Through the example above, it is easy to see how hyperautomation can make a real impact by leveraging a combination of technologies. However, this is only one example. Enterprises are replete with thousands of applications and processes ranging from small supporting applications to large and deep mission-critical processes.

That’s why Gartner emphasizes on the “approach” bit. It’s not only about doing it once but achieving this over and over again, for various processes and applications, with speed.

That’s where a digital transformation platform comes in. Let’s consider the following:

  • A set of key technologies form the fulcrum of hyperautomation strategy. This includes low code process automation (combining what is traditionally referred to as business process management – or BPM – with rapid development through low code capability), RPA, business rules management, case management and decision management
  • Another key ingredient in hyperautomation is contextual content services that enable the end-to-end lifecycle management of all forms of content (documents and media across formats) to supply context to transactions and processes
  • All applications and processes involve collaboration and communication in some form, requiring omnichannel customer engagement capability
  • These technologies are further augmented by AI, machine learning (ML) and content analytics to boost speed and intelligence 
  • Hyperautomation is only impactful at the enterprise scale with end-to-end automation that is holistic in nature and can be achieved with speed and repeatability. For example, after the account opening is digitalized, are you able to extend it to lending line of business and let your existing customers experience a similar digital interface for their loan needs?

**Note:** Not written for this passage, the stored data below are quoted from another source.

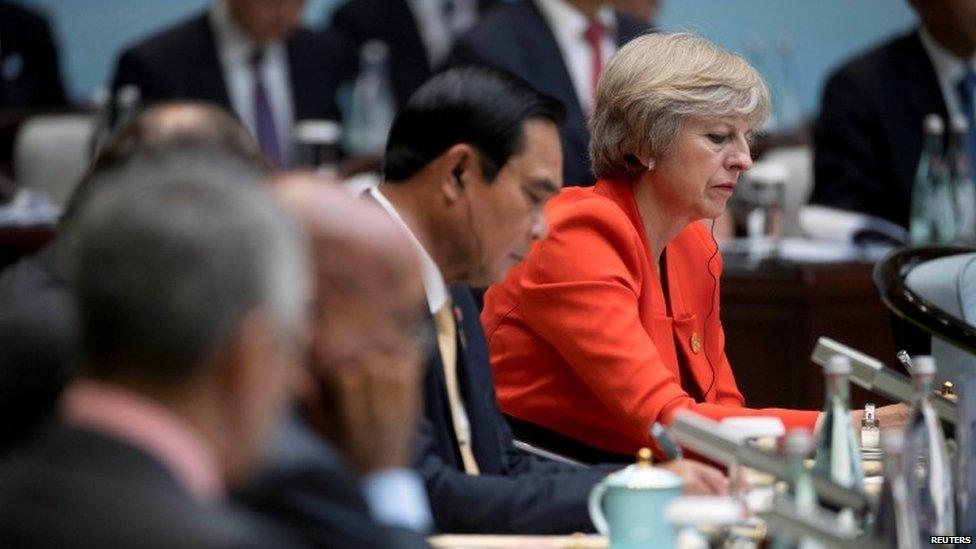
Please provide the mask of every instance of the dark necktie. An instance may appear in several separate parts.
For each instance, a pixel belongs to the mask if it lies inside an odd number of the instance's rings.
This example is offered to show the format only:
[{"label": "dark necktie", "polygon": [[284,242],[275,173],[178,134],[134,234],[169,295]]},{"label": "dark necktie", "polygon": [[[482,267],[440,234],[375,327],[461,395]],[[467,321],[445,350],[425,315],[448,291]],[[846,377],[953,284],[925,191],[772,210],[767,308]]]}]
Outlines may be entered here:
[{"label": "dark necktie", "polygon": [[593,73],[590,80],[590,90],[592,91],[593,99],[590,108],[596,104],[596,88],[600,82],[600,73],[603,72],[603,35],[606,32],[607,28],[603,26],[603,23],[596,19],[591,19],[589,26],[586,27],[586,32],[583,33],[586,37],[586,42],[590,45],[590,52],[593,55]]},{"label": "dark necktie", "polygon": [[264,50],[257,49],[251,54],[251,75],[254,76],[254,130],[257,134],[261,152],[276,167],[282,167],[281,145],[278,143],[278,130],[275,126],[271,100],[264,87],[261,66],[264,64]]},{"label": "dark necktie", "polygon": [[973,111],[973,94],[976,93],[976,73],[967,70],[966,74],[956,84],[956,92],[959,93],[959,105],[962,107],[963,114],[966,115],[966,122],[969,123],[969,131],[966,133],[966,152],[969,154],[969,161],[976,174],[976,112]]}]

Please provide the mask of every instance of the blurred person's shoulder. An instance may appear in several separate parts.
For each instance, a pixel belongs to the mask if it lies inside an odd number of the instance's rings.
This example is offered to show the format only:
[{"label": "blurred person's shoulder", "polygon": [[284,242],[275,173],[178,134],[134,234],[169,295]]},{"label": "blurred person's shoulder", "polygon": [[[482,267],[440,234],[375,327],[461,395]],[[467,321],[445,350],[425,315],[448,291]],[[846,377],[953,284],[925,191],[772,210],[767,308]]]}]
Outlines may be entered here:
[{"label": "blurred person's shoulder", "polygon": [[185,54],[188,44],[208,37],[213,39],[209,12],[199,11],[129,42],[123,47],[123,55]]},{"label": "blurred person's shoulder", "polygon": [[87,429],[51,423],[0,462],[0,546],[273,547],[275,534],[196,501],[154,458]]},{"label": "blurred person's shoulder", "polygon": [[865,83],[888,81],[893,71],[904,67],[906,60],[919,53],[925,56],[918,31],[913,29],[854,54],[838,65],[828,77],[828,81],[841,79]]}]

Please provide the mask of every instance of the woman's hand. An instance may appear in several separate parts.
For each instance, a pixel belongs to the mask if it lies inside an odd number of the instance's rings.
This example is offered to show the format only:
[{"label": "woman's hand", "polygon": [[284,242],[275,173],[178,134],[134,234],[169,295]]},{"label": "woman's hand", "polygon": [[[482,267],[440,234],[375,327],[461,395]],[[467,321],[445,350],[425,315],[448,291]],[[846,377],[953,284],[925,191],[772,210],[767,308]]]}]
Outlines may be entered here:
[{"label": "woman's hand", "polygon": [[690,459],[676,459],[655,466],[681,477],[686,496],[724,496],[729,493],[729,479],[710,465]]}]

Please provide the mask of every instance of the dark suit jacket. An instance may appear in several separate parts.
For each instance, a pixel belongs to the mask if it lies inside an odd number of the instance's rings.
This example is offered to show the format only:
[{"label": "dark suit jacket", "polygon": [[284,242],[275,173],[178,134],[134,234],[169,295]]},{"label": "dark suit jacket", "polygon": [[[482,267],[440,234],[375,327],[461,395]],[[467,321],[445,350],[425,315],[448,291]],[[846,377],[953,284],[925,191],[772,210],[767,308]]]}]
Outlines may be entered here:
[{"label": "dark suit jacket", "polygon": [[2,547],[294,545],[274,534],[200,503],[155,458],[94,431],[54,426],[0,464]]},{"label": "dark suit jacket", "polygon": [[58,50],[47,21],[10,2],[0,2],[0,67],[0,109],[65,103]]},{"label": "dark suit jacket", "polygon": [[297,416],[285,424],[261,471],[237,498],[297,531],[311,546],[428,547],[420,534],[373,520],[356,473]]},{"label": "dark suit jacket", "polygon": [[593,485],[615,467],[574,467],[514,447],[495,398],[488,347],[471,292],[455,284],[451,296],[461,317],[458,381],[481,474],[467,475],[461,464],[443,363],[434,348],[424,379],[424,421],[416,467],[427,484],[437,528],[503,534],[592,531],[586,498]]},{"label": "dark suit jacket", "polygon": [[[646,24],[617,14],[618,45],[647,30]],[[506,69],[539,91],[562,101],[566,107],[566,121],[559,128],[563,145],[563,179],[566,185],[593,184],[587,115],[576,97],[559,43],[535,2],[520,0],[486,14],[458,41],[450,63],[486,63]]]},{"label": "dark suit jacket", "polygon": [[[497,3],[479,0],[478,11],[484,13]],[[368,40],[381,40],[390,46],[390,80],[398,107],[432,74],[427,47],[407,0],[349,0],[333,12],[329,28],[357,48]],[[353,69],[355,65],[355,59],[344,64]]]},{"label": "dark suit jacket", "polygon": [[[298,29],[285,42],[295,120],[338,119],[335,90],[341,40]],[[208,12],[128,47],[119,57],[112,89],[135,84],[146,102],[208,101],[233,112]]]},{"label": "dark suit jacket", "polygon": [[838,69],[814,127],[811,202],[908,225],[922,119],[946,106],[917,32]]},{"label": "dark suit jacket", "polygon": [[75,371],[78,326],[66,280],[69,246],[55,238],[0,273],[0,453],[50,416]]}]

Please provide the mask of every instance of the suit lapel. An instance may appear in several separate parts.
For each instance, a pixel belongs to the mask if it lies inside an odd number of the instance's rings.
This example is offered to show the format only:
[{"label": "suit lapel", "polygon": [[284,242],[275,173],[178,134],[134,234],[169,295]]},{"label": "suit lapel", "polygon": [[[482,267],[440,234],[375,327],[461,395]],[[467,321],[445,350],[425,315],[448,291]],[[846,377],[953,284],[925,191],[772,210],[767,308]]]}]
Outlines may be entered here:
[{"label": "suit lapel", "polygon": [[210,24],[208,13],[200,17],[199,22],[202,40],[201,47],[197,50],[197,68],[187,71],[186,74],[194,75],[197,80],[197,89],[200,99],[223,105],[233,111],[230,104],[230,94],[227,92],[227,83],[224,81],[224,70],[220,64],[217,53],[217,40],[214,37],[214,30]]},{"label": "suit lapel", "polygon": [[498,474],[501,450],[494,423],[497,404],[478,309],[463,284],[452,284],[451,296],[458,326],[458,383],[471,425],[472,449],[483,474]]},{"label": "suit lapel", "polygon": [[[935,74],[935,68],[932,66],[932,61],[929,59],[928,53],[925,52],[917,32],[912,33],[905,42],[901,57],[902,63],[898,66],[898,78],[904,84],[899,85],[898,89],[903,90],[904,112],[906,114],[904,123],[910,124],[907,131],[910,131],[912,135],[918,135],[917,143],[912,147],[913,152],[916,150],[918,152],[912,155],[910,159],[899,160],[914,166],[918,154],[922,150],[922,139],[918,132],[922,119],[928,113],[937,113],[943,120],[946,120],[948,111],[942,97],[942,88],[939,86],[939,80]],[[907,203],[914,182],[914,169],[906,167],[901,171],[910,174],[909,177],[903,178],[900,182],[902,187],[900,193]]]},{"label": "suit lapel", "polygon": [[521,33],[525,43],[520,48],[523,61],[519,73],[526,76],[534,75],[528,78],[531,84],[562,101],[566,107],[564,128],[568,131],[569,137],[585,150],[585,144],[589,140],[586,115],[580,106],[576,87],[573,86],[569,69],[566,68],[566,62],[563,60],[562,50],[559,49],[556,36],[535,2],[529,0],[525,5],[524,24],[529,28],[528,32]]}]

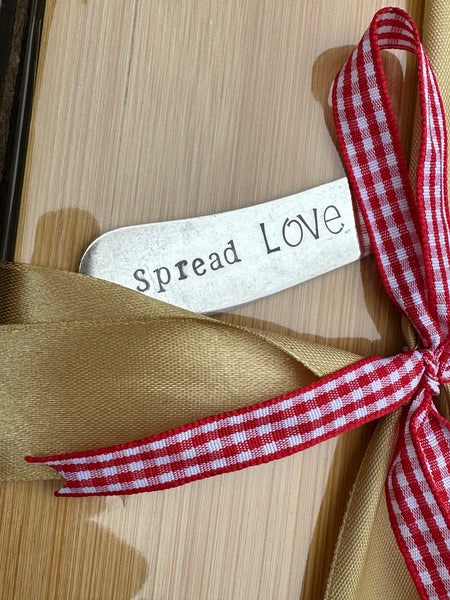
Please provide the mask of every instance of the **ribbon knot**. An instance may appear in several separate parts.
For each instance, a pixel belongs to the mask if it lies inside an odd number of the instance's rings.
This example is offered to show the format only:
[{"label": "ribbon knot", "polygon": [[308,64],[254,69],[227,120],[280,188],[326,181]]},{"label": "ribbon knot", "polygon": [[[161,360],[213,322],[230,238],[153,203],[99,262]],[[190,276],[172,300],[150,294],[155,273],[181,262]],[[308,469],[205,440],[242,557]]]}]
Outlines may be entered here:
[{"label": "ribbon knot", "polygon": [[[415,196],[382,49],[417,56],[422,138]],[[431,399],[450,380],[447,140],[437,82],[404,11],[375,15],[336,78],[333,111],[383,283],[424,349],[365,358],[300,390],[141,440],[27,460],[66,479],[57,495],[161,490],[288,456],[402,407],[386,480],[390,520],[421,598],[450,598],[450,425]]]},{"label": "ribbon knot", "polygon": [[422,380],[423,386],[431,396],[437,396],[442,381],[440,380],[440,369],[435,353],[432,350],[424,349],[422,350],[422,359],[425,366]]}]

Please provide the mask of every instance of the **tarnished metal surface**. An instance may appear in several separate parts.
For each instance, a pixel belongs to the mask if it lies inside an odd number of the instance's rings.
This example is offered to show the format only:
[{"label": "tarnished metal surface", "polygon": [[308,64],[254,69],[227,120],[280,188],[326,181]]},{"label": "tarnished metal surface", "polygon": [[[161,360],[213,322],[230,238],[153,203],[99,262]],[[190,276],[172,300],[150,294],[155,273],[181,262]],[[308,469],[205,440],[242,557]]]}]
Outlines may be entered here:
[{"label": "tarnished metal surface", "polygon": [[344,178],[234,211],[110,231],[86,250],[80,272],[214,313],[359,257]]}]

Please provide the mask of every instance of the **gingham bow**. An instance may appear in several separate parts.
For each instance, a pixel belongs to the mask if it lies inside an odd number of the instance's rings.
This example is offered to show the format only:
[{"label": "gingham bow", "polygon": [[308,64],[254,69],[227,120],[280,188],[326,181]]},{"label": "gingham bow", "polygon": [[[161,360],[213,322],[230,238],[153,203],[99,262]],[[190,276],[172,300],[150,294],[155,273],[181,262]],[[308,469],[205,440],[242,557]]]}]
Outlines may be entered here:
[{"label": "gingham bow", "polygon": [[[422,139],[415,199],[381,64],[386,48],[417,55]],[[58,495],[161,490],[290,455],[405,405],[386,482],[391,523],[421,597],[448,598],[450,431],[432,400],[450,381],[447,142],[436,80],[405,12],[375,15],[336,78],[333,106],[381,277],[421,346],[363,359],[301,390],[142,440],[27,460],[63,475]]]}]

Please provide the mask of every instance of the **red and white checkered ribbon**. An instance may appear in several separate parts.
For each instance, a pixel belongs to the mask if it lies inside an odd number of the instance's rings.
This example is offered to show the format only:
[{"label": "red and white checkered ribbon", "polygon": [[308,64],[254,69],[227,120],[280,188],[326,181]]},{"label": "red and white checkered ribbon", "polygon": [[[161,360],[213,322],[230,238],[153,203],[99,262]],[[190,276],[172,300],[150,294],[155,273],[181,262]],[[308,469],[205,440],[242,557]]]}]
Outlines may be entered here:
[{"label": "red and white checkered ribbon", "polygon": [[[415,199],[382,69],[387,48],[417,55]],[[450,430],[432,400],[450,381],[447,141],[436,80],[405,12],[376,14],[336,78],[333,105],[384,285],[421,347],[365,358],[301,390],[142,440],[27,460],[66,479],[60,496],[161,490],[288,456],[405,405],[386,482],[391,523],[421,598],[450,598]]]}]

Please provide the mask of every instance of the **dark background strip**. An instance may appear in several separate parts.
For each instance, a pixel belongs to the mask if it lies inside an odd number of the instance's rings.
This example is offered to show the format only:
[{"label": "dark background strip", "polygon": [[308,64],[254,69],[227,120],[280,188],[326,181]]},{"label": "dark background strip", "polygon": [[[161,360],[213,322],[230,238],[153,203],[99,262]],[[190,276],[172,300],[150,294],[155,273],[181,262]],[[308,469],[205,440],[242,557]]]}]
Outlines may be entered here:
[{"label": "dark background strip", "polygon": [[0,3],[0,259],[12,260],[45,0]]}]

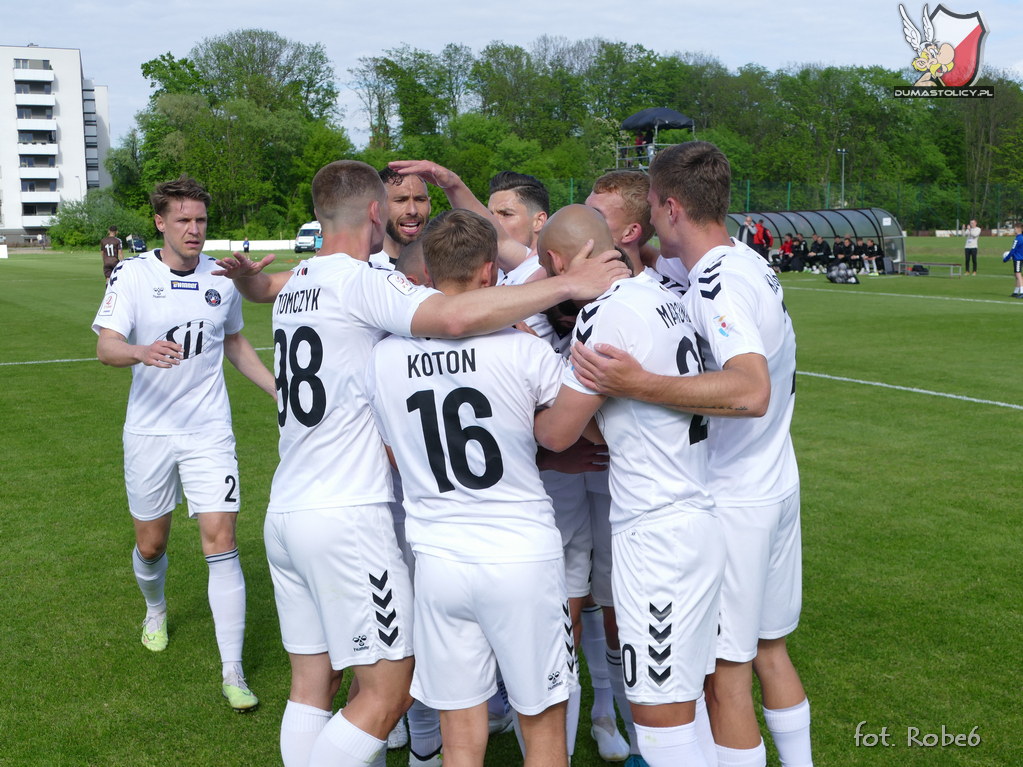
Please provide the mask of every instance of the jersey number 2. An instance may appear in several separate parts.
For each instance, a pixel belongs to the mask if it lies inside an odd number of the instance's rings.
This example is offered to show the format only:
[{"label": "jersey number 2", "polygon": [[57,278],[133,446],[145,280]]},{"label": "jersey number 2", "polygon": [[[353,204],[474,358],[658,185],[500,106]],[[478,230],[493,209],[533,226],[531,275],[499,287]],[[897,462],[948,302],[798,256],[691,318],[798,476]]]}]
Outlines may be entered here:
[{"label": "jersey number 2", "polygon": [[[455,486],[448,479],[444,444],[441,442],[437,422],[437,402],[433,391],[429,389],[417,391],[405,401],[405,404],[410,413],[419,411],[423,437],[426,439],[426,453],[430,460],[430,470],[437,480],[437,489],[442,493],[451,492]],[[490,418],[494,414],[490,401],[477,389],[463,386],[444,398],[441,409],[444,414],[444,434],[447,437],[448,453],[451,456],[451,470],[455,474],[455,479],[463,486],[471,490],[483,490],[493,487],[504,476],[504,461],[501,459],[501,448],[493,434],[482,426],[462,426],[458,409],[466,404],[472,406],[477,418]],[[469,470],[465,448],[470,442],[476,442],[483,448],[484,469],[480,476]]]},{"label": "jersey number 2", "polygon": [[[298,359],[298,351],[302,344],[309,347],[309,362],[302,365]],[[327,410],[327,390],[323,381],[316,377],[323,364],[323,342],[316,331],[307,325],[297,328],[291,336],[290,349],[288,336],[283,329],[274,331],[274,346],[278,363],[274,380],[277,383],[277,425],[283,427],[288,420],[288,407],[295,418],[303,426],[315,426],[323,420]],[[291,371],[289,378],[288,371]],[[302,384],[309,387],[312,402],[309,409],[302,407],[300,392]]]},{"label": "jersey number 2", "polygon": [[[684,336],[678,345],[678,351],[675,352],[675,365],[678,367],[679,375],[689,374],[690,357],[696,361],[696,372],[702,373],[706,369],[703,364],[703,355],[699,349],[693,346],[689,336]],[[689,444],[695,445],[705,439],[707,439],[707,416],[694,415],[689,422]]]}]

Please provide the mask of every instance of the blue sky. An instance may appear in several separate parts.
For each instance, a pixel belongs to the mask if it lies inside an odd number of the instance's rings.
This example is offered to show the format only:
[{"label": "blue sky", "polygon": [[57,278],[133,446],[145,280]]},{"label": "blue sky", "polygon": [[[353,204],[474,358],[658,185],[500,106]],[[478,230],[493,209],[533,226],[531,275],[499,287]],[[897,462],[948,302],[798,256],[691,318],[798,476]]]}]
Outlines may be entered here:
[{"label": "blue sky", "polygon": [[[904,0],[905,2],[905,0]],[[985,63],[1023,76],[1023,3],[1014,0],[945,0],[957,13],[979,10],[991,33]],[[931,3],[931,10],[936,7]],[[660,53],[704,51],[734,69],[754,62],[769,69],[802,62],[879,64],[901,69],[912,60],[902,36],[898,3],[889,0],[648,0],[634,11],[612,0],[374,2],[365,0],[127,0],[116,10],[98,0],[53,0],[41,15],[31,4],[7,8],[0,44],[36,43],[80,48],[86,76],[110,89],[111,138],[132,126],[149,97],[139,70],[144,61],[188,54],[203,37],[259,27],[307,43],[323,43],[341,85],[344,120],[357,144],[366,140],[365,117],[344,86],[360,56],[408,43],[439,51],[461,43],[478,51],[492,40],[528,45],[542,34],[572,40],[603,37],[640,43]],[[771,10],[775,8],[776,10]],[[906,3],[919,26],[923,4]],[[670,105],[669,105],[670,106]]]}]

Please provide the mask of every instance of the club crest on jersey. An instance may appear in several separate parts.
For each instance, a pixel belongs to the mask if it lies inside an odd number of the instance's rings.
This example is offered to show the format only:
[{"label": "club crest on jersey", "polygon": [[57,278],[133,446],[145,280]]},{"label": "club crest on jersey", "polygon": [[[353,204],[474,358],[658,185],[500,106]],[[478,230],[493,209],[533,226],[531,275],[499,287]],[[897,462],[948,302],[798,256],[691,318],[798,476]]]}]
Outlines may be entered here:
[{"label": "club crest on jersey", "polygon": [[215,332],[216,325],[212,320],[189,320],[182,325],[176,325],[168,330],[163,338],[172,344],[181,345],[181,359],[187,360],[202,354],[203,349],[208,345],[211,333]]},{"label": "club crest on jersey", "polygon": [[153,298],[165,298],[163,295],[165,292],[165,288],[153,288]]},{"label": "club crest on jersey", "polygon": [[206,303],[210,306],[220,306],[220,293],[210,288],[206,291]]},{"label": "club crest on jersey", "polygon": [[362,652],[363,650],[369,649],[369,647],[366,646],[365,634],[360,634],[359,636],[352,637],[352,644],[354,645],[355,652]]},{"label": "club crest on jersey", "polygon": [[564,684],[564,682],[561,680],[560,671],[555,671],[553,673],[548,674],[547,681],[550,682],[550,684],[547,685],[547,692],[550,692],[555,687],[561,687],[561,685]]},{"label": "club crest on jersey", "polygon": [[189,280],[171,280],[171,290],[198,290],[199,283]]},{"label": "club crest on jersey", "polygon": [[117,294],[107,293],[103,297],[103,305],[99,309],[100,317],[109,317],[114,313],[114,307],[117,306]]},{"label": "club crest on jersey", "polygon": [[728,319],[723,314],[719,314],[714,318],[714,324],[717,325],[718,333],[728,338],[728,331],[732,329],[732,326],[728,323]]}]

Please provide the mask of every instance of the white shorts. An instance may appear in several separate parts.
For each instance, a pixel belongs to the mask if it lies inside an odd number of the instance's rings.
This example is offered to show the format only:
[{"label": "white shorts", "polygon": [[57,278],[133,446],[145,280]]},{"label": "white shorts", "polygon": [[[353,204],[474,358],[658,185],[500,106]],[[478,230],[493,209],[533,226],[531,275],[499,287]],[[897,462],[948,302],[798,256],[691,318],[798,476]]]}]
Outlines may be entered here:
[{"label": "white shorts", "polygon": [[696,700],[714,668],[720,520],[674,511],[616,533],[611,545],[626,697],[643,705]]},{"label": "white shorts", "polygon": [[230,429],[196,434],[124,432],[124,485],[128,510],[148,522],[174,511],[181,493],[188,516],[208,511],[237,513],[238,456]]},{"label": "white shorts", "polygon": [[795,631],[803,607],[799,491],[771,506],[717,508],[728,563],[717,657],[746,663],[757,641]]},{"label": "white shorts", "polygon": [[590,594],[601,607],[614,607],[611,589],[611,496],[587,491],[590,503],[590,530],[593,537],[593,568]]},{"label": "white shorts", "polygon": [[284,648],[340,670],[412,655],[412,584],[386,503],[267,514]]},{"label": "white shorts", "polygon": [[416,555],[416,670],[412,697],[438,711],[497,692],[534,716],[575,689],[572,622],[560,559],[479,564]]},{"label": "white shorts", "polygon": [[590,530],[590,503],[586,497],[584,474],[542,471],[544,490],[554,506],[554,524],[561,533],[565,551],[565,585],[571,599],[590,593],[590,568],[593,558],[593,533]]}]

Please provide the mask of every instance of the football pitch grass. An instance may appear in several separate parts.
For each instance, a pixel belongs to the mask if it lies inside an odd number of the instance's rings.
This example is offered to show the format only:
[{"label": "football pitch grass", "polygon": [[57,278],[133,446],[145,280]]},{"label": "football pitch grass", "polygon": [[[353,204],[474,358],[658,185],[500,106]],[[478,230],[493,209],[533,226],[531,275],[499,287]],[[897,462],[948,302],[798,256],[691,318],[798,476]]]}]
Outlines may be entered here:
[{"label": "football pitch grass", "polygon": [[[800,371],[804,601],[789,646],[819,767],[1023,763],[1023,301],[1001,263],[1010,242],[981,240],[977,277],[781,275]],[[959,261],[962,240],[910,240],[909,254]],[[239,715],[220,695],[207,566],[184,507],[169,547],[170,646],[139,642],[120,440],[131,374],[94,359],[100,275],[92,252],[0,260],[0,765],[279,764],[290,675],[262,541],[274,405],[227,366],[245,670],[261,701]],[[269,307],[244,311],[269,365]],[[28,362],[45,364],[13,364]],[[574,765],[595,767],[588,681],[583,694]],[[861,741],[887,727],[891,745],[857,746],[860,722]],[[943,727],[980,743],[943,746]],[[907,745],[909,728],[920,745]],[[521,764],[513,735],[492,739],[487,764]]]}]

While it is possible to do all this by building an architectural stack or appending technologies such as RPA to existing processes, it is time- and risk-intensive, not to mention all the opportunity costs associated with any delays. A lot of times, it may not even yield the desired results to only implement AI or RPA with incremental improvement over existing processes because the broader silos still persist. 

A platform approach not only provides a kickstart but also mitigates the long-term risks of technical debt. Additionally, a digital transformation platform with low code capability helps realize the true potential of hyperautomation with speed and across lines of business enterprise-wide, as promised.

Anurag Shah is head of products and solutions for Americas at Newgen Software.